Literature cited: Tay WT, Crozier RH. 2000 Microsatellite analysis of gamergate relatedness of the queenless ponerine ant Rhytidoponera sp. 12. Insectes Soc. 47, 188–192. (doi:10.1007/PL00001700)
Data analysis: We used the proprietary software ‘Geneious®’ to visualize trace files, fit the internal ladder, and identify the microsatellite alleles. The highest peaks within the allele size range for S. geminata were determined.

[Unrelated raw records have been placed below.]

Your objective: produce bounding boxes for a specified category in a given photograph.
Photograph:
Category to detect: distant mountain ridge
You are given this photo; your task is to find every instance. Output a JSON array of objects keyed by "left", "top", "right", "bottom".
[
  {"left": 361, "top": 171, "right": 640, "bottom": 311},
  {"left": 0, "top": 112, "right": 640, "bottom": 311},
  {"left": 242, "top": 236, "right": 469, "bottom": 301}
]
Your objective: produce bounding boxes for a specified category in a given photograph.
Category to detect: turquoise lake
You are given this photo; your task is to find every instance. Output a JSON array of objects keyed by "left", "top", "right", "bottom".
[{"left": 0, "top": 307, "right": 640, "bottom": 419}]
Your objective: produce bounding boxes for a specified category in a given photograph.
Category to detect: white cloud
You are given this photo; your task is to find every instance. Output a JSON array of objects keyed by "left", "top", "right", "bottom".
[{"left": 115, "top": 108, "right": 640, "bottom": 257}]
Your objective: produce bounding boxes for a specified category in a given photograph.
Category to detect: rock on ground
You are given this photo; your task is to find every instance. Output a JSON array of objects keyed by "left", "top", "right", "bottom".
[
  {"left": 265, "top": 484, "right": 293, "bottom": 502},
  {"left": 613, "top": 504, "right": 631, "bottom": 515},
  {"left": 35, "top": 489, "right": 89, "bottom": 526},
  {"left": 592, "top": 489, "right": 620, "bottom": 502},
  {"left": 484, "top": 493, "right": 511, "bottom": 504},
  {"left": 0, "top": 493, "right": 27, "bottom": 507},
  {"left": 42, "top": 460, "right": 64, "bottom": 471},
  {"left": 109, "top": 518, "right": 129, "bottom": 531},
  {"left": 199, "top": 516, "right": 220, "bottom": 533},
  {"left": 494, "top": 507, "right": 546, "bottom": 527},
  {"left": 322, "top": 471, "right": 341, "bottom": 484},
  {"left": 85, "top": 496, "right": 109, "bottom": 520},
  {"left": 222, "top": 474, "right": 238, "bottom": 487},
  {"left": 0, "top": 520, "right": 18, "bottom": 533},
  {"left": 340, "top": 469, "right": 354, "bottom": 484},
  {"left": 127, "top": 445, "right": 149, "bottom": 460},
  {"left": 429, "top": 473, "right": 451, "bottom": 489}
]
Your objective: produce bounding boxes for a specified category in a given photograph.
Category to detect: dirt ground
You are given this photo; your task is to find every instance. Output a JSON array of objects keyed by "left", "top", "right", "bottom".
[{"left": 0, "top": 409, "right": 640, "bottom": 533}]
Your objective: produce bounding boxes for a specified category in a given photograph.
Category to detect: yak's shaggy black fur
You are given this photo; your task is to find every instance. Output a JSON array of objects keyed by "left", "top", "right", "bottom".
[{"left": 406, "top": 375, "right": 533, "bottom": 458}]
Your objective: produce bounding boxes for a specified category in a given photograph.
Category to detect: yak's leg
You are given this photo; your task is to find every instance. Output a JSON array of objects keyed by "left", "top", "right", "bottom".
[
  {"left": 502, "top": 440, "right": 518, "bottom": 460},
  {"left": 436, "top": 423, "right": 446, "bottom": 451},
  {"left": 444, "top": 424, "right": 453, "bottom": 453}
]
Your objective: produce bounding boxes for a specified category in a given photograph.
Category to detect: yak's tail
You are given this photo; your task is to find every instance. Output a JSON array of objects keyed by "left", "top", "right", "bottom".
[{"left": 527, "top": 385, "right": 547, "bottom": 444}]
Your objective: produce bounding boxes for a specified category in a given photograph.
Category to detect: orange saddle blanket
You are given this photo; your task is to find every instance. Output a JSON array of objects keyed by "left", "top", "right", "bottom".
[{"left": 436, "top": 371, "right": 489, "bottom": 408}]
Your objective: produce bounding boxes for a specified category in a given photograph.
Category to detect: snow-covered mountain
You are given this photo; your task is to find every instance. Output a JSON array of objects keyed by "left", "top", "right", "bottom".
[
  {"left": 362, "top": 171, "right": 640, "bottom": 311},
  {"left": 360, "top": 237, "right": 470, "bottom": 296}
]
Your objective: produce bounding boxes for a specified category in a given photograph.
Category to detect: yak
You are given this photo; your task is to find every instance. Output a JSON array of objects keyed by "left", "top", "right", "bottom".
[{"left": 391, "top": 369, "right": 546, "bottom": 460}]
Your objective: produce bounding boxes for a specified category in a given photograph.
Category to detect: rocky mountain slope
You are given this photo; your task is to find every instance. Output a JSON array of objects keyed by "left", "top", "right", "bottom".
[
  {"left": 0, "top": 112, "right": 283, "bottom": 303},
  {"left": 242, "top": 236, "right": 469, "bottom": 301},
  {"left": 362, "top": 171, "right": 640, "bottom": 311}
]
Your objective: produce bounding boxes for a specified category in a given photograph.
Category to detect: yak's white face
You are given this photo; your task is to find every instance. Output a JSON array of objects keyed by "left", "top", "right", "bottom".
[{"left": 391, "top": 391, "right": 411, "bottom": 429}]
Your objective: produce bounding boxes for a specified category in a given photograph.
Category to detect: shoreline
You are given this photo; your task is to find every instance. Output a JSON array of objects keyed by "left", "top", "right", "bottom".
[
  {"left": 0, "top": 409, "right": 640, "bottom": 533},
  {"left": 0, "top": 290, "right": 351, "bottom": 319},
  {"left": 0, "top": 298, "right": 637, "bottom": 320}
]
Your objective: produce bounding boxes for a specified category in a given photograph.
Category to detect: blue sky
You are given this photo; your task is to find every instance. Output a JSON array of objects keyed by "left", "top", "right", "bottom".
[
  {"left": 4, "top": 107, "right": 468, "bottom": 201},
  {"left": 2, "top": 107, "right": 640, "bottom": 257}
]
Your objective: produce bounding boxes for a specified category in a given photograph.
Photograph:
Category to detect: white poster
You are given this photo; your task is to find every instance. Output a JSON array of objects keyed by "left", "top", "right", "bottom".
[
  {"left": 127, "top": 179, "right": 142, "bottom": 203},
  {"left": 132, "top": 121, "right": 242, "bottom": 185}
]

Data description: The dataset consists of one excel document entitled “Microsat DNA data” and comprising seven excel spreadsheets. The first spreadsheet (Adult males) contains the microsatellite allele data of adult males collected in the field. The second spreadsheet (Queen) contains microsatellite allele data of queens collected in the field as well as the name of the corresponding sperm sample for each queen. The third spreadsheet (Sperm) contains microsatellite allele data of sperm dissected isolated from queens collected in the field as well as the name of the corresponding queen. The fourth spreadsheet (large larva) contains microsatellite allele data of large larvae collected from large larvae producing colonies in the colony founding experiment, the number of queens in the colony and the replicate number. The fifth spreadsheet (Male collection sites) contains the GPS coordinates of the adult male collection sites. The sixth spreadsheet (Other samples collection sites) contains the GPS coordinates of the queens and large larvae collection sites. The last spreadsheet (Annealing temperature) contains the annealing temperature for each microsatellite locus and their allele size range.